Qué cosas miró y cómo; quién le abombó

el cristalino para mirar así

y no de otra manera. Fue el resultado,

la consecuencia de aquello fratricida que tanta fama dio

a nuestro país. Tantas fotografías de la contienda

y de lo posterior, tantas chicas y chicos

con mellas en los dientes, tantos zapatos crónicamente sucios.

 

Vivió en el peor gris, pero a ella le gustó el gris en que vivió,

las llaves del sereno entrechocando

como una sonaja que da seguridad en la metrópoli

de la alpargata seca.

Y luego se hizo causa: la causa

de mi caminar fuente de burlas.
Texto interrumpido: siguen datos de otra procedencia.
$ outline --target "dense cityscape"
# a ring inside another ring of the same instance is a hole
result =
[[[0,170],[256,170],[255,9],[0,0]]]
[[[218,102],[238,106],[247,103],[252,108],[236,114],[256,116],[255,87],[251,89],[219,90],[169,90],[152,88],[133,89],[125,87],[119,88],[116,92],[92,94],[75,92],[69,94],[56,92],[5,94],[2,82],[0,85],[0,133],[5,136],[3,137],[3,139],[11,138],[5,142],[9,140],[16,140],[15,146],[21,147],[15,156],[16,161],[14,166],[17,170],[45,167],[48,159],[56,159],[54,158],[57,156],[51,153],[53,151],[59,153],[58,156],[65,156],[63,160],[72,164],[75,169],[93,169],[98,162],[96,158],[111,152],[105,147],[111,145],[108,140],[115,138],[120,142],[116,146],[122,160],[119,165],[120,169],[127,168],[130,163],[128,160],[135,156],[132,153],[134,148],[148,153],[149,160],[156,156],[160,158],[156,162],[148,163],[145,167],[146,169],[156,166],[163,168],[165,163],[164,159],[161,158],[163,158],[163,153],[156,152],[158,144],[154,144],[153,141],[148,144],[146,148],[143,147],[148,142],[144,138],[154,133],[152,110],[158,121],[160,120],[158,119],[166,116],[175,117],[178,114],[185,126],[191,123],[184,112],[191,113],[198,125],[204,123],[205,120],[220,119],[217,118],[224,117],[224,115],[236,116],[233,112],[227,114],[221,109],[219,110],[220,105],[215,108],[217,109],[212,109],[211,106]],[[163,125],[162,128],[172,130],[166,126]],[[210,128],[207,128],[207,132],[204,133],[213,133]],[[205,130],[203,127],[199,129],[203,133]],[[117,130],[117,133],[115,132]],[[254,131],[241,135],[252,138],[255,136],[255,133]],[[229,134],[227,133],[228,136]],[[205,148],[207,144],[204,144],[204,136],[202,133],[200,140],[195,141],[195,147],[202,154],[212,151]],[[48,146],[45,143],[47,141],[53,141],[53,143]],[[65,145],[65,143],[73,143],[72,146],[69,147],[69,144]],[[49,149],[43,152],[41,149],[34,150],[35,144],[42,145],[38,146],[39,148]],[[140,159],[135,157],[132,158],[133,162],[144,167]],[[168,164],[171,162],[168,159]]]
Fue, por lo tanto origen, resultado

y secuela, y todo eso alternando entre ella y ella misma.

 

Algunos de sus collares no diferían mucho

de los de Doña Carmen

Polo. Otros eran imitación

de los de Tita Thyssen.

Fue a China: no le gustó ver a los chinos escupir

por doquier. En cambio los fiordos, mucho mejor, pero

carísima la cerveza en Bergen.

Tuvo suerte: no le faltaron los dientes de delante, solo unas

cuantas muelas. Disimuló. El colesterol bien: pudo comer lechazo

y gambas con gabardina mientras quiso,

hasta casi el final. (Ese podría ser el epitafio

para alguien español).

 


Mercedes Cebrián nació en Madrid en 1971. Ha publicado el libro de poemas Mercado común (Caballo de Troya, Barcelona, 2006), el libro de crónicas 13 viajes in vitro (Blur Ediciones, Madrid, 2008) y la novela La nueva taxidermia (Mondadori, Barcelona, 2011). Ha traducido al español a Georges Perec, Alan Sillitoe y Allain de Botton. Este poema pertenece a su más reciente libro: Malgastar (La Bella Varsovia, Madrid, 2017).